The plant tissue culture technology develops rapidly from the exploration in the beginning of the 20 th century to the present, plays a great role in the aspects of rapid breeding of good varieties of agricultural, forestry and horticultural flower plants, industrialized production of virus-free seedlings and the like, brings considerable economic and social benefits to some large-scale tissue culture seedling production and management companies, and becomes one of the most vital subjects in the modern bioscience. The conventional plant tissue culture technology needs to be carried out in a very harsh sterile environment, and various problems of high requirements on equipment conditions, complex operation procedures, fine technology, high energy consumption, high culture cost, high pollution rate, difficult acquisition of explant sterile systems, low transplanting survival rate and the like exist all the time, so that the popularization and the application of the plant tissue culture technology are influenced and limited. Moreover, the tissue culture technology aiming at the chrysanthemum mainly relates to the relationship among hormone, chrysanthemum proliferation amount and rooting amount, the rooting amount is not ideal, and the comprehensive quality of seedlings is hardly related. Therefore, the establishment of a perfect rapid propagation technical system for chrysanthemum tissue culture has important significance for chrysanthemum detoxification and rejuvenation, industrialized rapid seedling propagation, germplasm resource preservation and the like.
Disclosure of Invention
The technical problem to be solved by the invention is to provide a rapid propagation method for improved plant tissue culture, the pollution rate of the tissue culture seedling of chrysanthemum propagated by the method is low, the rooting rate and the survival rate after transplantation are both improved, and the root system is robust.

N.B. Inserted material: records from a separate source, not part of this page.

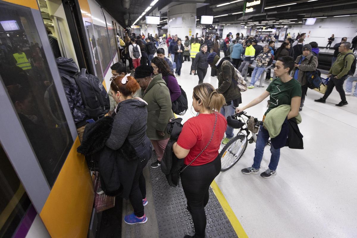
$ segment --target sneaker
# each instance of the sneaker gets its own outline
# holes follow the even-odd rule
[[[141,218],[139,218],[135,215],[134,213],[130,215],[127,215],[124,217],[124,221],[127,224],[132,225],[137,223],[145,223],[147,221],[147,218],[144,214]]]
[[[227,138],[226,137],[223,139],[223,140],[222,141],[222,144],[223,145],[227,145],[231,140],[232,140],[231,138]]]
[[[98,189],[97,190],[97,194],[99,195],[101,194],[102,194],[104,192],[104,191],[102,189],[102,188],[101,187],[98,187]]]
[[[316,100],[314,100],[314,101],[317,103],[326,103],[326,100],[323,99],[322,98],[321,98],[320,99],[317,99]]]
[[[266,170],[260,174],[260,176],[263,178],[270,178],[273,175],[276,175],[276,170],[274,171],[270,169],[268,169]]]
[[[253,167],[246,168],[242,170],[242,172],[245,174],[258,174],[259,173],[259,169],[256,169]]]
[[[147,205],[147,200],[146,200],[146,198],[145,198],[142,200],[142,205],[144,207]]]
[[[336,104],[335,106],[337,106],[337,107],[342,107],[342,106],[344,106],[345,105],[347,105],[348,103],[347,102],[347,101],[341,101],[338,104]]]
[[[160,165],[161,165],[161,162],[159,160],[156,160],[156,161],[152,164],[150,166],[151,166],[152,168],[157,168]]]

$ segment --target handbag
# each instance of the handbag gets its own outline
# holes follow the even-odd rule
[[[188,164],[186,165],[185,167],[184,167],[183,169],[181,170],[181,171],[178,172],[178,180],[177,181],[178,183],[178,182],[180,181],[180,175],[181,175],[181,174],[182,173],[182,172],[183,172],[183,170],[185,170],[187,168],[187,167],[188,167],[190,165],[191,165],[191,164],[193,163],[196,160],[196,159],[198,158],[198,156],[199,156],[200,155],[201,155],[201,154],[202,154],[203,152],[205,151],[205,150],[206,150],[206,149],[207,149],[207,147],[208,147],[208,146],[209,145],[210,143],[211,143],[211,141],[212,140],[212,138],[213,138],[213,134],[215,133],[215,130],[216,129],[216,124],[217,124],[217,114],[215,112],[215,115],[216,116],[216,120],[215,121],[215,125],[213,126],[213,131],[212,132],[212,135],[211,136],[211,139],[210,139],[210,141],[208,142],[208,143],[207,144],[207,145],[206,145],[206,146],[203,148],[203,149],[201,151],[201,152],[200,152],[200,154],[197,155],[197,156],[196,156],[196,157],[192,160],[192,161],[190,162]]]

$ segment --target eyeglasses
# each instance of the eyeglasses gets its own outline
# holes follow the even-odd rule
[[[116,76],[113,76],[112,77],[110,78],[110,79],[109,81],[111,81],[113,83],[114,83],[114,84],[115,84],[115,86],[116,86],[116,87],[118,88],[118,89],[119,89],[119,87],[118,87],[118,86],[116,85],[116,84],[115,83],[115,82],[114,81],[114,79],[116,78],[116,77],[117,77],[118,76],[119,76],[119,75],[117,75]]]

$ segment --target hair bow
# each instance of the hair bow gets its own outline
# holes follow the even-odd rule
[[[128,73],[126,75],[125,75],[123,78],[121,79],[121,83],[122,84],[125,84],[126,83],[126,82],[128,82],[128,76],[130,76],[130,74]]]

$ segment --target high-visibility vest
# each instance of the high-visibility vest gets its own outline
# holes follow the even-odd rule
[[[200,52],[200,47],[201,44],[200,43],[192,43],[191,44],[191,58],[196,58],[196,55]]]
[[[22,54],[17,53],[13,54],[12,55],[16,60],[16,66],[19,66],[24,70],[31,69],[32,68],[31,64],[27,60],[26,55],[24,53],[22,52]]]

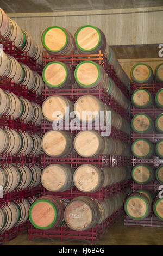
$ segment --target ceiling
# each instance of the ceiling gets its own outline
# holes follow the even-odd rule
[[[7,13],[106,10],[162,5],[162,0],[0,0],[0,7]]]

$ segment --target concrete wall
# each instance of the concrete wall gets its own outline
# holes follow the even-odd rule
[[[90,24],[104,32],[109,45],[163,42],[162,7],[8,15],[37,41],[51,26],[65,27],[73,35],[79,27]]]

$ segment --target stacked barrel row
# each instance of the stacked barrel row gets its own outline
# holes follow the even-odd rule
[[[163,113],[162,66],[161,64],[156,68],[155,80],[157,83],[153,84],[154,92],[149,86],[154,77],[148,65],[137,64],[131,72],[133,80],[137,84],[131,97],[133,192],[126,198],[124,206],[126,214],[134,220],[139,220],[140,223],[141,220],[152,213],[163,220],[162,193],[159,190],[155,192],[154,186],[158,184],[158,190],[163,184],[163,166],[159,160],[163,159],[163,115],[161,113]],[[141,84],[145,84],[143,88]],[[153,166],[155,155],[159,158],[156,167]],[[143,159],[147,159],[148,163],[145,163]],[[145,220],[143,221],[145,224]]]
[[[15,83],[26,86],[28,90],[40,95],[44,83],[42,77],[29,66],[19,63],[14,57],[0,51],[0,76],[11,78]]]
[[[101,50],[109,64],[116,71],[119,79],[128,89],[130,89],[130,80],[120,65],[114,51],[109,47],[104,34],[99,28],[91,25],[83,26],[77,30],[73,37],[65,28],[49,27],[43,32],[42,42],[51,55],[68,55],[71,54],[73,51],[74,54],[84,56],[99,54]],[[86,65],[83,68],[85,70]]]
[[[84,51],[85,46],[83,46],[82,54],[98,53],[99,50],[105,50],[103,44],[106,44],[106,40],[104,35],[102,39],[102,41],[98,47],[97,42],[96,46],[94,45],[94,39],[91,40],[91,35],[93,37],[96,32],[96,38],[100,31],[93,26],[84,26],[83,28],[83,33],[86,28],[87,33],[84,40],[87,38],[90,42],[87,51]],[[64,58],[64,54],[71,54],[72,51],[81,53],[70,33],[59,27],[46,29],[42,35],[42,42],[52,55],[62,54]],[[92,51],[92,48],[95,51]],[[53,130],[49,130],[43,135],[41,146],[45,153],[44,156],[48,156],[55,163],[47,163],[43,170],[41,181],[45,188],[44,194],[32,205],[29,217],[33,225],[37,229],[54,229],[65,222],[71,229],[82,231],[96,224],[99,225],[122,208],[129,191],[120,192],[109,198],[104,196],[103,200],[98,200],[96,192],[129,179],[130,172],[130,168],[126,166],[101,168],[98,166],[98,162],[91,164],[85,162],[84,164],[84,160],[87,161],[101,155],[129,156],[129,144],[112,138],[109,133],[103,136],[99,131],[103,131],[103,128],[104,131],[110,125],[110,127],[111,125],[129,135],[130,126],[126,119],[99,97],[89,92],[83,93],[83,89],[86,88],[93,93],[100,86],[128,114],[130,103],[97,62],[82,62],[76,65],[74,71],[68,62],[49,61],[43,69],[42,77],[47,86],[43,92],[51,93],[48,93],[48,97],[45,96],[42,113],[46,119],[45,123],[52,123]],[[74,100],[71,97],[72,87],[79,89],[82,96]],[[60,92],[64,92],[65,96],[60,95]],[[71,100],[68,98],[70,95]],[[95,128],[99,125],[99,118],[103,127],[96,129],[98,132]],[[72,126],[74,123],[76,127],[74,129]],[[80,131],[73,132],[77,130],[77,126]],[[65,159],[68,160],[70,154],[79,155],[78,157],[82,160],[81,164],[74,167],[67,164]],[[42,156],[41,161],[43,157],[45,156]],[[59,161],[56,162],[58,159]],[[70,200],[67,196],[74,187],[77,188],[76,191],[78,194],[81,196]]]
[[[8,17],[2,9],[0,8],[0,33],[8,38],[15,46],[27,52],[34,60],[42,62],[42,48],[31,35],[22,29],[12,19]]]

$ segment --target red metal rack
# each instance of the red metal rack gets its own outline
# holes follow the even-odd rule
[[[3,198],[0,198],[0,208],[2,208],[2,204],[5,206],[8,205],[11,202],[22,202],[24,198],[39,197],[41,195],[42,190],[42,187],[39,185],[35,187],[28,187],[26,190],[21,188],[19,190],[15,190],[12,192],[5,191],[3,193]]]
[[[143,220],[132,220],[127,216],[124,220],[124,225],[142,227],[155,227],[163,228],[163,221],[151,214],[150,215]]]
[[[5,53],[13,56],[19,62],[24,64],[32,70],[42,75],[42,65],[31,58],[27,52],[23,51],[21,48],[16,47],[14,42],[9,38],[4,38],[0,34],[0,44],[3,45],[3,50]]]
[[[94,199],[98,200],[99,203],[100,203],[101,201],[104,200],[111,196],[129,188],[131,186],[131,180],[124,180],[120,182],[108,186],[106,187],[102,187],[98,191],[92,193],[83,192],[78,190],[76,187],[73,187],[70,190],[66,190],[62,192],[49,191],[43,187],[41,190],[41,196],[46,194],[52,194],[59,198],[68,198],[71,200],[80,196],[86,196],[91,197]]]
[[[121,209],[106,219],[99,225],[86,231],[76,231],[70,229],[67,225],[58,226],[54,230],[40,230],[34,228],[32,225],[28,230],[28,238],[31,241],[33,237],[59,238],[61,242],[63,239],[84,239],[90,241],[92,244],[99,239],[108,228],[116,222],[123,214],[123,210]]]
[[[113,67],[109,65],[106,57],[103,52],[99,50],[99,53],[96,54],[74,54],[73,51],[71,54],[68,55],[55,55],[52,56],[48,54],[47,52],[43,52],[42,53],[42,65],[45,66],[47,63],[59,61],[65,62],[72,67],[75,67],[80,62],[85,60],[91,60],[97,62],[99,65],[102,65],[108,76],[111,77],[126,97],[130,100],[130,93],[124,85],[122,83],[117,76],[116,71]]]
[[[41,156],[41,164],[43,168],[54,163],[67,163],[70,164],[71,168],[77,168],[82,164],[97,164],[100,168],[105,166],[130,166],[130,157],[109,155],[98,155],[95,157],[82,157],[77,154],[71,154],[69,156],[65,157],[51,157],[44,154]]]

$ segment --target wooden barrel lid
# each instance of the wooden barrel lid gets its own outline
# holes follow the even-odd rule
[[[98,46],[101,39],[98,29],[92,26],[80,27],[75,34],[75,41],[78,47],[88,51]]]
[[[163,139],[159,141],[156,145],[156,152],[158,156],[163,158]]]
[[[99,115],[99,102],[97,98],[92,95],[82,96],[76,101],[74,106],[74,110],[76,115],[79,120],[93,120]],[[84,111],[89,111],[90,113],[85,117],[84,112],[83,113]]]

In order to solve the problems, the inventor improves the tissue culture operation procedure, simplifies the tissue culture breeding procedure and equipment conditions, and particularly provides the technical scheme that:
a rapid propagation method for improving plant tissue culture comprises the following steps:
a rapid propagation stage: sequentially carrying out tissue culture seedling cultivation by adopting an antibacterial culture medium, a differentiation culture medium and a strong seedling culture medium;
a rooting stage: planting the cultured tissue culture seedling in the culture medium into the matrix, and spraying the matrix with the sterilized rooting mixed solution;
the antibacterial agent used in the antibacterial culture medium comprises the following components in parts by weight: streptomycin 1.8-2.5 mg/L, gentamycin 2.5-4 mg/L, penicillin 0.8-1.5 mg/L, allicin 4.5-6 mg/L;
the disinfection and rooting mixed solution comprises the following components in parts by weight: 100-150 mg/L of 2-fold liquid of oxacor, 3-8 mg/L of catechol and 7-12 mg/L of indoleacetic acid.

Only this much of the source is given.